Does VTEC increase a car’s speed?
Honda created the Variable Valve Timing & Lift Electronic Control (VTEC) technology to improve the overall performance, efficiency, and fun factor of their vehicles. The technology has become a well-known meme as a result of its frequent use in Fast and Furious movies. Few people are aware of the mechanics behind the expression “VTEC just kicked in, yo!” What you need to know about the system is provided here.
What RPM does VTEC turn on at?
In 3-Stage VTEC, the timing and lift of the intake valves are managed by three separate cam profiles. Since there isn’t much room in this version of VTEC because it was built around a SOHC valve head, it can only change how the intake valves open and close. In this application, conventional VTEC performance and low-end VTEC-E fuel economy advantages are combined. In 12-valve mode, which is used between idle and 2500–3000 RPM depending on the load, one intake valve fully opens while the other very minimally does so to avoid fuel from accumulating behind the valve. This 12 Valve mode causes the intake charge to swirl, improving low end performance and fuel economy by increasing combustion efficiency. Depending on the load, one of the VTEC solenoids engages at 3000–5400 RPM, causing the second valve to lock onto the camshaft lobe of the first valve. This technique, also known as 16-valve mode, mimics a typical engine operating mode and enhances the mid-range power curve. Both VTEC solenoids are now engaged at 5500–7000 RPM, causing both intake valves to use the middle portion of the camshaft. Peak power is produced at the highest end of the RPM range by the third lobe, which is optimized for high performance.

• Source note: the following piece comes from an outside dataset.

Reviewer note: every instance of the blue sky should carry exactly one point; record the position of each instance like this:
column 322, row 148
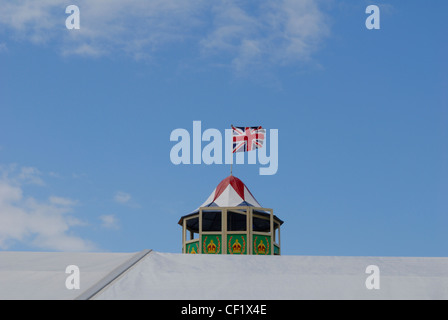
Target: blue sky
column 86, row 117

In a more recent version of 3-Stage i-VTEC, VTC and PGM-FI were merged to allow the ECU to regulate the whole spectrum of modes and archive higher performance and fuel economy advantages. The Honda CR-Z can continuously transition between low-end and standard modes between 1000 and 2250 rpm and engage high cam mode from 2250 rpm and above on SOHC.
The power generated by DOHC is why.
The introduction of DOHC made internal combustion engines more powerful by increasing their volumetric efficiency. Camshafts can be installed farther apart thanks to this design. As a result, the intake valves can be placed farther away from the exhaust valves, allowing for a more direct and unimpeded airflow through the engine. In other words, a DOHC engine is able to create greater horsepower while using a smaller engine displacement because it can breathe better. Additionally, a DOHC engine makes it simpler to adopt efficiency-improving technology like variable valve timing.

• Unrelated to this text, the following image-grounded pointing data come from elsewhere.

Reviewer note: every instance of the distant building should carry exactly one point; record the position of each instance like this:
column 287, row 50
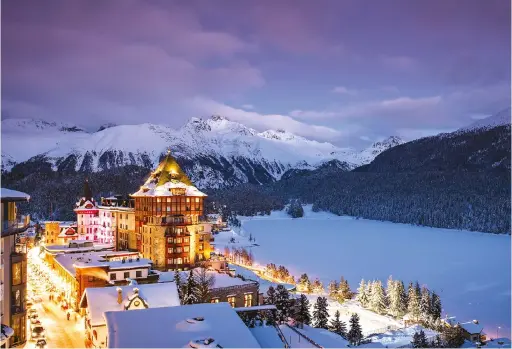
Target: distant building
column 188, row 326
column 82, row 266
column 88, row 219
column 13, row 274
column 96, row 301
column 168, row 219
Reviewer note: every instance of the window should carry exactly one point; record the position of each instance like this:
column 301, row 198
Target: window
column 16, row 274
column 248, row 300
column 232, row 301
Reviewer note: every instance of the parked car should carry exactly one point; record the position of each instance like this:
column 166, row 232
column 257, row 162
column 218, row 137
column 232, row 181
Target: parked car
column 41, row 343
column 38, row 332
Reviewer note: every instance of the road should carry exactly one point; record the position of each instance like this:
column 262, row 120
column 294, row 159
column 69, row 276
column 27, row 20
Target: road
column 60, row 333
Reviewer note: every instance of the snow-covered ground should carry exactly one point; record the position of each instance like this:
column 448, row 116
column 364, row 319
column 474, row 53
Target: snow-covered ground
column 469, row 270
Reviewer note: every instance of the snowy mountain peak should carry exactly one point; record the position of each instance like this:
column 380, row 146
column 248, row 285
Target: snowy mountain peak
column 498, row 119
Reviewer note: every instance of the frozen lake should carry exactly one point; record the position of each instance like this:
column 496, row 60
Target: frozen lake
column 470, row 271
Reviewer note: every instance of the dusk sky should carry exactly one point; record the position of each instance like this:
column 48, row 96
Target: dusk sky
column 348, row 72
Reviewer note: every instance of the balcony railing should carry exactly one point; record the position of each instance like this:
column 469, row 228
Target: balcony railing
column 18, row 225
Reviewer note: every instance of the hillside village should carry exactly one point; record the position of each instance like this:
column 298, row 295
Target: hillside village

The implementation of a 4 valve per cylinder arrangement is simple using a DOHC setup. It frequently enables the engine to rev higher. Additionally, it enables the valves to be set up optimally for best performance. Better top end power is produced with a DOHC, four valves per cylinder layout because it allows for better airflow at high engine speeds. Additionally, DOHC engines enable the spark plug to be positioned directly in the center of the combustion chamber, which encourages effective combustion. Such a configuration has the drawbacks of being heavier, costing more money, and requiring more parts to drive two camshafts.

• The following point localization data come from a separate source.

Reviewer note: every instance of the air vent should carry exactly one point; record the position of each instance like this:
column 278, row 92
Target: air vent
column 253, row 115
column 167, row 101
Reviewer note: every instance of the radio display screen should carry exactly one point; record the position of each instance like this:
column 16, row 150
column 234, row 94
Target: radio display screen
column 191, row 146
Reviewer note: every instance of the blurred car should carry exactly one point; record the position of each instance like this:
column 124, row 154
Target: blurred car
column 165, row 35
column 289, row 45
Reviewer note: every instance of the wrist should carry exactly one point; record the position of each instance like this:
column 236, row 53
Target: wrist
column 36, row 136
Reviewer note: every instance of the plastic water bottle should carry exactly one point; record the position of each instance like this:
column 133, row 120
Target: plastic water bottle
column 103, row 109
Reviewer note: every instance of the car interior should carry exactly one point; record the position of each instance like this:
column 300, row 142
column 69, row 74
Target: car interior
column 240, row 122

In conclusion, a 4 Valve per Cylinder SOHC engine would have better performance characteristics at the lower end of the powerband if the valvetrain bulk was reduced. With the same number of valves per cylinder and a larger valvetrain mass, a DOHC configuration will provide more peak torque and horsepower at higher engine speeds. For more in-depth information about disc brakes, see our thorough blog.
How much does a Honda CRV turbo repair cost?
The typical price to replace the turbocharger assembly in a Honda CR-V is from $1,954 to $2,088. The cost of labor is expected to be between $510 and $644, while the cost of parts is $1,444.